We develop state-of-the-art algorithms, methods and protocols to address security and privacy in networked and distributed system environments, and tools to build verifiable, trustworthy software systems. Our expertise covers a broad span of topics, including digital trust, security, and privacy.
The systems and software security members have research interests, which include:
Developing security algorithms, methods, protocols, and architecture to protect data and information-based resources to ensure trustworthiness and privacy.
Developing the mathematics of software and system computational behaviour through the study and development of system design, verification and validation methods.
Developing privacy protection mechanisms for secure computation (homomorphic encryption and multiparty computation), anonymisation, differential privacy, obfuscation, anonymous credentials and zero-knowledge proofs.
Trustworthy software systems
We have strengths in the automation of reasoning to formally build verifiable, trustworthy software systems. Members of our research group have a world-leading reputation in malware and attack technologies, adversarial behaviour, security operations and incident management, cryptography, software, hardware and network security, privacy-enhancing technologies, software quality assurance, and how these are applied to the governance, risk management and compliance in cyber-security. Other areas of interest include distributed and cyber-physical systems security.
We have developed award-winning software verification and testing tools, including ESBMC (Efficient SMT-based Bounded Model Checker) and JBMC (Java Bounded Model Checker). Over the last ten years, these tools have consistently won international competitions in software verification and testing, focusing on security. We have made significant contributions to software and systems verification and security: theory and implementation techniques.
We collaborate with other research groups in the Department of Computer Science, including the Formal Methods (FM), Information Management (IMG), Machine Learning and Robotics (MLR) and Advanced Processor Technology (APT) groups. Our members are also affiliated with the Research Centre for Digital Trust and Society.

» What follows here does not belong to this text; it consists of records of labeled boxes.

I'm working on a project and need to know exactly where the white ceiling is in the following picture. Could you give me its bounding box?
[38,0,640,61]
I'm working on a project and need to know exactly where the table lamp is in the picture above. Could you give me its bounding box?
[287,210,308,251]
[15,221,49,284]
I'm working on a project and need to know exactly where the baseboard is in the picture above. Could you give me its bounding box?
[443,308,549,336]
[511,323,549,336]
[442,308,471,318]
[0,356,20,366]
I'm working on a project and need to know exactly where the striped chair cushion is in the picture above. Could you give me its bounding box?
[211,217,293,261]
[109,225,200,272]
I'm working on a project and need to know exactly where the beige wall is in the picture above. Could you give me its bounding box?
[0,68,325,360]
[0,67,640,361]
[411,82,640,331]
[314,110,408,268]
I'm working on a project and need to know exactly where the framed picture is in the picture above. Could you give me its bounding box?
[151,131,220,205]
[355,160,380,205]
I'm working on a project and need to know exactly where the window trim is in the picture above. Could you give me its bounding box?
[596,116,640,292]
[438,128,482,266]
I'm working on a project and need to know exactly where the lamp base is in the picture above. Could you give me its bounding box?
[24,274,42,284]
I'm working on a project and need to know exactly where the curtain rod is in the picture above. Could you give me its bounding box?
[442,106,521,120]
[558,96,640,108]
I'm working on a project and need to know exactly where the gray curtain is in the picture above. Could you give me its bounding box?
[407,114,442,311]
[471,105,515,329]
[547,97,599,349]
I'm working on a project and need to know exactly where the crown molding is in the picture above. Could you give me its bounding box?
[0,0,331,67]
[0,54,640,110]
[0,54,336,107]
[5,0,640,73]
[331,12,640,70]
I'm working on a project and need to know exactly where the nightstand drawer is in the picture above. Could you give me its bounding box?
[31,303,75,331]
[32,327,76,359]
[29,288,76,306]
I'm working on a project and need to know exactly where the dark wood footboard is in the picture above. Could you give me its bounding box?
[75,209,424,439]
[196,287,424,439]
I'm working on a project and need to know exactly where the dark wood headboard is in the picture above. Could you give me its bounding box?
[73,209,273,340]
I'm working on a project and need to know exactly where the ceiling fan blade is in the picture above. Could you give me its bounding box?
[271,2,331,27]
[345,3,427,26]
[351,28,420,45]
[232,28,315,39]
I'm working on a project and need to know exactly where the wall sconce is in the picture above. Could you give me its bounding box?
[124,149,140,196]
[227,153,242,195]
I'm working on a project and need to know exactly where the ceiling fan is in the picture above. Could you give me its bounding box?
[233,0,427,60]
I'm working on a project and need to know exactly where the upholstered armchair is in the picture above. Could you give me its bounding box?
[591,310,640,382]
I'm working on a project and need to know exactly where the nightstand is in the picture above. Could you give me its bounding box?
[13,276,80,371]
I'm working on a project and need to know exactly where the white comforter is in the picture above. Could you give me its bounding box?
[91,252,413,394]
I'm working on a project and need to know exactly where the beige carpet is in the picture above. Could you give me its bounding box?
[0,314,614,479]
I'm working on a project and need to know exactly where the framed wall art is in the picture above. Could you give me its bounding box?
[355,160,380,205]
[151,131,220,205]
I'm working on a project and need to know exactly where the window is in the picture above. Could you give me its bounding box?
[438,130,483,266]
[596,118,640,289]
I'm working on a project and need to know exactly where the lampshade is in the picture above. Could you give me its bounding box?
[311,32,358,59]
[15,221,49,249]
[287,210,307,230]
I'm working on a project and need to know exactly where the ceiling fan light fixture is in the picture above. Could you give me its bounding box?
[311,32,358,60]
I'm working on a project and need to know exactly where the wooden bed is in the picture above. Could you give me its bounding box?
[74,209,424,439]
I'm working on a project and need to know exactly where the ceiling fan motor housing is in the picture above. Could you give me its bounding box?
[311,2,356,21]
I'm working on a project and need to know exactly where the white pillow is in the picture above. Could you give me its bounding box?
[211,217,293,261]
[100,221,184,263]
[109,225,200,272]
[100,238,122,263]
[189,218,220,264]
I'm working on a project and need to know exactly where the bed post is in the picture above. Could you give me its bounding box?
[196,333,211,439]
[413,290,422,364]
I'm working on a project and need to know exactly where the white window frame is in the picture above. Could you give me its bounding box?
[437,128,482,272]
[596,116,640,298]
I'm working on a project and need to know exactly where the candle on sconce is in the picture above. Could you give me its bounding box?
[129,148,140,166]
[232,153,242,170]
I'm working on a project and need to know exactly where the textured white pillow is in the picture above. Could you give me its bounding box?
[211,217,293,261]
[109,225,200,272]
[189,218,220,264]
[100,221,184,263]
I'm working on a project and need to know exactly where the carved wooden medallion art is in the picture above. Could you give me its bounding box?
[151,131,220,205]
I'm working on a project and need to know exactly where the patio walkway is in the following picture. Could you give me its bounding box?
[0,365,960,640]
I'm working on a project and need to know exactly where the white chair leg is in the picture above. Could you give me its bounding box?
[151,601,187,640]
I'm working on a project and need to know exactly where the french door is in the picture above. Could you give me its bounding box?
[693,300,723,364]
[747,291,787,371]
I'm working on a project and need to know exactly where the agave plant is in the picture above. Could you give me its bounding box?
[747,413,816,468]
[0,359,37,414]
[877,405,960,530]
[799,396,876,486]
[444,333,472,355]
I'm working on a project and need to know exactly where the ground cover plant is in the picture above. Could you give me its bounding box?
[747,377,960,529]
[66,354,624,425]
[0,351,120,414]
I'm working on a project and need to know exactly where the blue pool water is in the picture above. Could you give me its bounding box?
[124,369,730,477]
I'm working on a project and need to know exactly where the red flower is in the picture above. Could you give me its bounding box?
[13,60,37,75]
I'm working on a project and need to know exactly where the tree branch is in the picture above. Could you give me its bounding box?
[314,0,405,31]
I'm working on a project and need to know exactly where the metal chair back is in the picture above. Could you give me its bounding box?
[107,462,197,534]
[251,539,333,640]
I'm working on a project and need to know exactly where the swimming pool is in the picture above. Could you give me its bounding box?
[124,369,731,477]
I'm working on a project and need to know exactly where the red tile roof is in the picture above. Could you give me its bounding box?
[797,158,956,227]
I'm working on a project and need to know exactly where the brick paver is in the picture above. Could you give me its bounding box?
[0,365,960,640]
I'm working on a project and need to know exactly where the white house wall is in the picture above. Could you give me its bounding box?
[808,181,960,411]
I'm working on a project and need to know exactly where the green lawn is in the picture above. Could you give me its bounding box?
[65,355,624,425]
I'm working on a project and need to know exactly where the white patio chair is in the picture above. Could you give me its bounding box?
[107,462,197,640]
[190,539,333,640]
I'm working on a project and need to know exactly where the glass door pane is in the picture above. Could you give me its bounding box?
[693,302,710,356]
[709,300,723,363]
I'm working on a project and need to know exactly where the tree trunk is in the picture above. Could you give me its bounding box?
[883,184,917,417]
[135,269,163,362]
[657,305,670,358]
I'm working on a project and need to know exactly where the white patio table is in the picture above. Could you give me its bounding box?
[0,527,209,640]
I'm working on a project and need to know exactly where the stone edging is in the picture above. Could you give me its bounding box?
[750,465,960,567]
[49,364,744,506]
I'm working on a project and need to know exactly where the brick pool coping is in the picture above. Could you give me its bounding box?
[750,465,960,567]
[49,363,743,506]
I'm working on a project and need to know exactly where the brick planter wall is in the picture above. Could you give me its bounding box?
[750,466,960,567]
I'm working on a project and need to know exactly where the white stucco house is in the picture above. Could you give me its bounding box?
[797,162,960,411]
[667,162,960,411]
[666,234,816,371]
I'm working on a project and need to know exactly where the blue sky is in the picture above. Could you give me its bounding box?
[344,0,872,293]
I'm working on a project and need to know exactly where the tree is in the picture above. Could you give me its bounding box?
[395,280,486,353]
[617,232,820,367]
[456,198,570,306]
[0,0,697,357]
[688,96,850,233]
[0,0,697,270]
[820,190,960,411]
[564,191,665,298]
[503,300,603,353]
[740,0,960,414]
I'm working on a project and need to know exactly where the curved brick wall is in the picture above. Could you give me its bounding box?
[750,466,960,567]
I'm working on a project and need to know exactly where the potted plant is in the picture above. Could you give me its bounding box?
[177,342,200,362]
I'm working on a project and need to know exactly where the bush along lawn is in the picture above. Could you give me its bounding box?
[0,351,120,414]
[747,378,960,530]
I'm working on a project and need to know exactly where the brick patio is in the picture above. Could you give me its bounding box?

We have also collaborated with industry partners such as Intel, ARM and Amazon Web Services (AWS).
Our research is focused on the following specialist areas:
Cryptography investigates the theory and practice of ensuring secure communication of computer-based systems by constructing and analysing protocols to prevent adversaries from reading private messages. We focus on formally verifying security properties of both abstract models and code implementing cryptographic protocols by combining abstract interpretation, symbolic execution and fuzzing.
We apply advanced cryptographic techniques to design and evaluate secure and privacy-enhancing solutions for various application domains, including smart grid, e-health, e-banking, smart city and sharing economy.
Networked and distributed system security
We are interested in designing intelligent security solutions for smart systems, including cryptographic methods, security protocols and system architectures to protect networks, devices, services and data from security attacks or unauthorised access in networked and distributed systems and to facilitate authorised access to resources with privacy preservation.
Our work settings include wireless sensor networks, mobile ad hoc networks, ubiquitous computing, electronic commerce, Internet of Things, Fog and Cloud computing, focusing on threat identification, risk assessment, and countermeasure designs.
Data and identity privacy
Data and identity privacy protection are of paramount importance. We have a broad interest and expertise in designing, analysing and implementing privacy-enhancing technologies.
We do theoretical research on the nature of data and identity privacy protection and applied work related to a wide range of application domains such as smart grid, smart city, sharing economy, connected vehicles and the Internet of things (IoT).
Systems and Software Verification
We investigate the theory and practice of automatically analysing software systems' behaviour for any given security or safety property. In particular, we develop methods, algorithms and tools to demonstrate correctness with solid mathematical guarantees of software systems using model checking, abstract interpretation, theorem proving, and runtime verification.
We focus on security applications for smart contracts, punishment (not reward) blockchain architecture, cyber-controls, robotics, industrial control systems and the Internet of things (IoT).
Systemic view of governance in cyber resilience
We learn from the limited integration of historic sociotechnical approaches, which tend to favour user awareness and training, to the tacit, anthropotechnical balance of whole systems based on situational awareness and forensic readiness that will enable them to act on feedback to cope with attack and other failures.